- Przyczyny trzeba upatrywać przede wszystkim we wzroście ilości zgonów - mówi Izolda Boguta z lubelskiego ratusza. - W 2020 roku zarejestrowaliśmy ponad 4100 zgonów przy jednoczesnym spadku ilości urodzeń, których mieliśmy niewiele ponad 3000. Po drugie należy pamiętać, że w 2020 roku cały kraj funkcjonował w specjalnych warunkach wywołanych przez pandemię. Zamknięcie szkół i uczelni pozbawiło nasze miasto całej rzeszy uczniów i studentów. Widać to w ilości osób zameldowanych zarówno na pobyt czasowy jak i stały, bo część młodzieży właśnie tak melduje się na czas pobierania nauki.
Poza tym w dalszym ciągu zauważalny jest odpływ ludności z Lublina.

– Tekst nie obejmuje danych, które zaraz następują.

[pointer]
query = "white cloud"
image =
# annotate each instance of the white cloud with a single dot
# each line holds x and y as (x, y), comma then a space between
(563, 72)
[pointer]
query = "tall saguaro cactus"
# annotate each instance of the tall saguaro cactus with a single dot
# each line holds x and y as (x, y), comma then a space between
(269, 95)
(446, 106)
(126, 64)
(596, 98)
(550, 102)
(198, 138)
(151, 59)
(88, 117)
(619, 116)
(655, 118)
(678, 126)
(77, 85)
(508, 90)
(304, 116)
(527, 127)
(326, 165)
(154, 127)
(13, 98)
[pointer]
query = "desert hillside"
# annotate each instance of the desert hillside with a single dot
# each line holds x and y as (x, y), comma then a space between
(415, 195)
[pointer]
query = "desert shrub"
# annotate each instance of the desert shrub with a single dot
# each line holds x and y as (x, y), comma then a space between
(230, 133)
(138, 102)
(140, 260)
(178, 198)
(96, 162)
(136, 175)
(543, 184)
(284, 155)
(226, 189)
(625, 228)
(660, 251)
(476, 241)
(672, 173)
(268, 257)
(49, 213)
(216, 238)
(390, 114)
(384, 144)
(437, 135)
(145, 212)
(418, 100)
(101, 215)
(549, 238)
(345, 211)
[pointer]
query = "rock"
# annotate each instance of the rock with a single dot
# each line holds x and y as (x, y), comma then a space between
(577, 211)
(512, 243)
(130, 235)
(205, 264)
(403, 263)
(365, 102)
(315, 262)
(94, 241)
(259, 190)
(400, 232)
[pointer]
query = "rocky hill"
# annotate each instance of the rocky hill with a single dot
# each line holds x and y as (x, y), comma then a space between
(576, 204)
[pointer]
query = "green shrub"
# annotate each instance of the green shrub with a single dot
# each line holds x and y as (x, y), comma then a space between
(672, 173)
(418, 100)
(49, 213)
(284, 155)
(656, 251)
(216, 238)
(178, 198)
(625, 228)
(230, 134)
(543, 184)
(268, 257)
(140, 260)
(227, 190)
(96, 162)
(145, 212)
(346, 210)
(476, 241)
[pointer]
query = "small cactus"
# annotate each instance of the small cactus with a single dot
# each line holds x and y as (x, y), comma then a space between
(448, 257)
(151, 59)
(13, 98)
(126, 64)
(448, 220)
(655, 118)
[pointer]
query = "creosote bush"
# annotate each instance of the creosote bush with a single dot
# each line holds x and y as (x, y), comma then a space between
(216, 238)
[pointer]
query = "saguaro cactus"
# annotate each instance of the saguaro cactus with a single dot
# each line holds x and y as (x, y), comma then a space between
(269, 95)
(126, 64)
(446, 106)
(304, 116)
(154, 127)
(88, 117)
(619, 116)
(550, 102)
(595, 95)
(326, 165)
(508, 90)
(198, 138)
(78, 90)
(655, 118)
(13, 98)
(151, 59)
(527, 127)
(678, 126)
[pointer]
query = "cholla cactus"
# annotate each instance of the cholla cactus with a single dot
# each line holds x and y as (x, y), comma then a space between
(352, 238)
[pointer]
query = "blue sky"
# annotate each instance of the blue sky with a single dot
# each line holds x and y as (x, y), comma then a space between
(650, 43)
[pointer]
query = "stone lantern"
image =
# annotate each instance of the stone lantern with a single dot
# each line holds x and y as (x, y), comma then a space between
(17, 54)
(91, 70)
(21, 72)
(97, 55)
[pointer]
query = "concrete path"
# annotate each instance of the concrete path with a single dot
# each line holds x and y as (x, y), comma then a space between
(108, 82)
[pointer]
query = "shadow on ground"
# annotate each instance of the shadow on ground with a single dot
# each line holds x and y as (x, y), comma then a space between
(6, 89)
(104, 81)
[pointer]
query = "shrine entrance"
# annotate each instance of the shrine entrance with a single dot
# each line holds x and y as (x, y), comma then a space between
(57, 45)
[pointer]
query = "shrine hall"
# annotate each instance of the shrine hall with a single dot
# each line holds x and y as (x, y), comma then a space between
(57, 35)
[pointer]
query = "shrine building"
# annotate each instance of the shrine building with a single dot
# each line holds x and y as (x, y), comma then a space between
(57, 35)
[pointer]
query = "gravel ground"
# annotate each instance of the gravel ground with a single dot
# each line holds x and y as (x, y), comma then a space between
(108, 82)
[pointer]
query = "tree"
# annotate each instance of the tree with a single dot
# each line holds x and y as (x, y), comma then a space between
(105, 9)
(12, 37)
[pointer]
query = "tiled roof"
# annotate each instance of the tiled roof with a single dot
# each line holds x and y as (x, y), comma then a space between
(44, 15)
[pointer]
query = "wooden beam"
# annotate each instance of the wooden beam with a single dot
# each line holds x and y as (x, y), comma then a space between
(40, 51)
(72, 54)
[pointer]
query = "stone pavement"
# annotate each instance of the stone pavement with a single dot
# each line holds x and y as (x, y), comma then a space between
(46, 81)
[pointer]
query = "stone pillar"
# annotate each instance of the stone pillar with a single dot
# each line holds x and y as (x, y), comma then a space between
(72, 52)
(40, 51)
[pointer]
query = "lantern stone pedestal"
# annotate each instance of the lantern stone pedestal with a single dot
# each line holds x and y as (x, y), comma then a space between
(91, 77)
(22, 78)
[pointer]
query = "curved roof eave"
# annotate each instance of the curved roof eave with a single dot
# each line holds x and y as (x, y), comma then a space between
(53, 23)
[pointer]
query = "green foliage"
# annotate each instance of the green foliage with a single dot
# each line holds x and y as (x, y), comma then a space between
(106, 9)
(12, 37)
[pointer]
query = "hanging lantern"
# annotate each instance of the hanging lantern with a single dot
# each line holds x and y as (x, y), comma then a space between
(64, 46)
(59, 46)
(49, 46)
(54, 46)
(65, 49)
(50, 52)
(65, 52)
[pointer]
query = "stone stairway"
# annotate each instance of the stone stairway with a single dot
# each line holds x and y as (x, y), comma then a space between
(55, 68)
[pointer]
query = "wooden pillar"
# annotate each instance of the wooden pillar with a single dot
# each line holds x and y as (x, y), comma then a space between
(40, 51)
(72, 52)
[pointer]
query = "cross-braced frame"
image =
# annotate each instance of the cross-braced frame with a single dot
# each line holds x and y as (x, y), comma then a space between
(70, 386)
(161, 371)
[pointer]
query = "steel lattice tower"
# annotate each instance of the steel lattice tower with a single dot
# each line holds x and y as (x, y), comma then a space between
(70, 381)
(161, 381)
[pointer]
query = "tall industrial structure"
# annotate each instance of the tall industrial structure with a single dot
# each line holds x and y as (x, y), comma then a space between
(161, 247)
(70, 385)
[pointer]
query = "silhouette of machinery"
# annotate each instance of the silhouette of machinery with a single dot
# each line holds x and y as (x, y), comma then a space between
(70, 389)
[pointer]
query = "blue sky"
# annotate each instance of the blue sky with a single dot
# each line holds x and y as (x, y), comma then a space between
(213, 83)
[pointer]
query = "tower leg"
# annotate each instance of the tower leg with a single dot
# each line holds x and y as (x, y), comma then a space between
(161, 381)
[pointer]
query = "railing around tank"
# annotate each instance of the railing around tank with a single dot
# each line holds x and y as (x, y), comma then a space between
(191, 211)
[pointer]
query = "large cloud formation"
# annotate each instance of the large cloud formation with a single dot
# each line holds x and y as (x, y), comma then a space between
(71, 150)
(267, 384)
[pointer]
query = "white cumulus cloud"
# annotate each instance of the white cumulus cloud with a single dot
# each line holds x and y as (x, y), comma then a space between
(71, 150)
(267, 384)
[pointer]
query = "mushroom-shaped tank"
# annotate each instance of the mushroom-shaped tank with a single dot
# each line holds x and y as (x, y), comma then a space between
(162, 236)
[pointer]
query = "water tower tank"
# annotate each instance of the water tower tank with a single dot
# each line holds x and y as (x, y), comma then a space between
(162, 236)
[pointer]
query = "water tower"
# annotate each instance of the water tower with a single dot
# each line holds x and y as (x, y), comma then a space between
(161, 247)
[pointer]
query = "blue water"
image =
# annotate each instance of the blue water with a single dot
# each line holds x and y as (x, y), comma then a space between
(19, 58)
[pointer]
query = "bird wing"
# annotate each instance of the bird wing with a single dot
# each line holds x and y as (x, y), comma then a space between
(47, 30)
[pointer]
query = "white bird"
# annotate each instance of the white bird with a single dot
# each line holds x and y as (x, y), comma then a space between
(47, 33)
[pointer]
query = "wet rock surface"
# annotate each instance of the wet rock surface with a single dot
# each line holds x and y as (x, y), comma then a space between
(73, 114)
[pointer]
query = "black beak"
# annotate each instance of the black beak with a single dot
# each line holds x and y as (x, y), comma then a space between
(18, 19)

Niektórzy przeprowadzają się do większych miast, a inni do mniejszych miejscowości, gdzie budują własne domy.
Z danych lubelskiego ratusza wynika, że najszybciej wyludnia się dzielnica Za Cukrownią. W ciągu ubiegłego roku liczba zameldowanych osób zmalała o prawie 4 procent. Natomiast meldunków przybywa w dzielnicy Węglin Południowy.
W Lublinie w ubiegłym roku na pobyt stały były zameldowane 318 154 osoby.